[190] Kollmann, Victoria Nyanza, p. 431.
[191] Ellis, Tour through Hawaii, p. 431.
In the old monarchies of America and Asia there was an obvious connection between the punishments prescribed by their laws and the religious-autocratic form of their governments. According to Garcilasso de la Vega, the Peruvians—among whom the most common punishment was death—maintained “that a culprit was not punished for the delinquencies he had committed, but for having broken the commandment of the Ynca, who was respected as God,” and that, viewed in this light, the slightest offence merited to be punished with death.[192] In China the Emperor was regarded as the vicegerent of Heaven especially chosen to govern all nations, and was supreme in everything, holding at once the highest legislative and executive powers, without limit or control.[193] According to ancient Japanese ideas, “the duty of a good Japanese consists in obeying the Mikado, without questioning whether his commands are right or wrong. The Mikado is god and vicar of all the gods, hence government and religion are the same.”[194] In Rome the criminal law, which for a long time was characterised by great moderation,[195] gradually grew more severe according as absolutism made progress. Sylla, the dictator, not only put thousands of citizens to death by proscription without any form of trial, but fixed, in the Cornelian criminal code, for heinous offences the punishment called aquæ et ignis interdictio. Under the Emperors some new and cruel capital punishments were introduced, such as burning alive and exposing to wild beasts; whilst at the same time offences such as driving away horses or cattle were made capital.[196] In mediæval and modern Europe the increase of the royal power was accompanied by increasing severity of the penal codes.

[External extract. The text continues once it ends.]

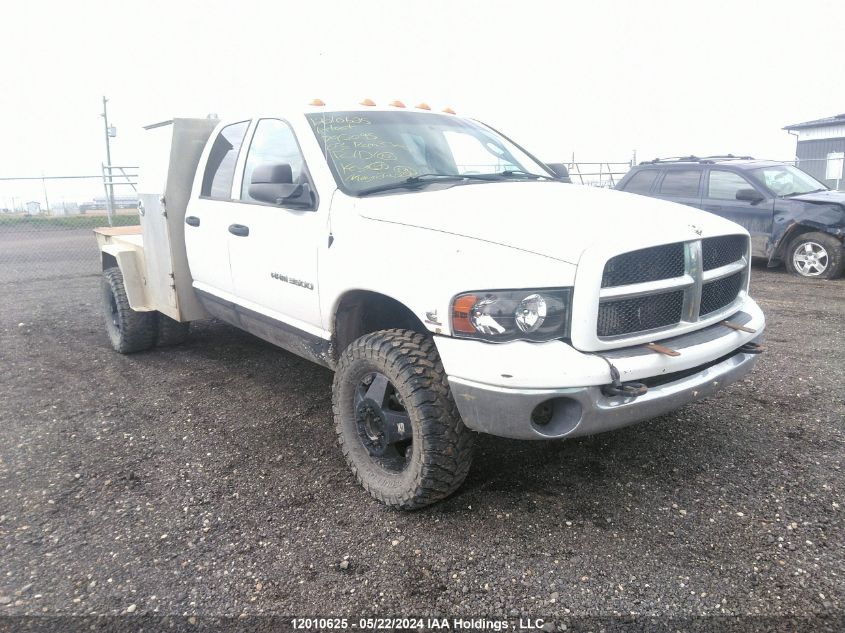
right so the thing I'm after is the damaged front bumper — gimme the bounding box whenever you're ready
[448,345,760,439]
[436,300,765,440]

Every crime came to be regarded as a crime against the King. Indeed, breach of the King’s peace became the foundation of the whole Criminal Law of England; the right of pardon, for instance, as a prerogative of the Crown, took its origin in the fact that the King was supposed to be injured by a crime, and could therefore waive his remedy.[197] And the King was not only regarded as the fountain of social justice, but as the earthly representative of the heavenly lawgiver and judge.[198]
[192] Garcilasso de la Vega, op. cit. i. 145.
[193] Wells Williams, op. cit. i. 393.
[194] Griffis, Religions of Japan, p. 92. Cf. Idem, Mikado’s Empire, p. 100.
[195] Cf. Livy, x. 9; Polybius, vi. 14; Gibbon, History of the Decline and Fall of the Roman Empire, v. 318, 326.
[196] Mackenzie, Studies in Roman Law, pp. 408, 409, 414. Gibbon, op. cit. v. 320. Cf. Mommsen, Römisches Strafrecht, p. 943.
[197] Cherry, Growth of Criminal Law in Ancient Communities, pp. 68, 105.
[198] Henke, Grundriss einer Geschichte des deutschen peinlichen Rechts, ii. 310. Abegg, Die verschiedenen Strafrechtstheorieen, p. 117. Du Boys, Histoire du droit criminel de l’Espagne, p. 323.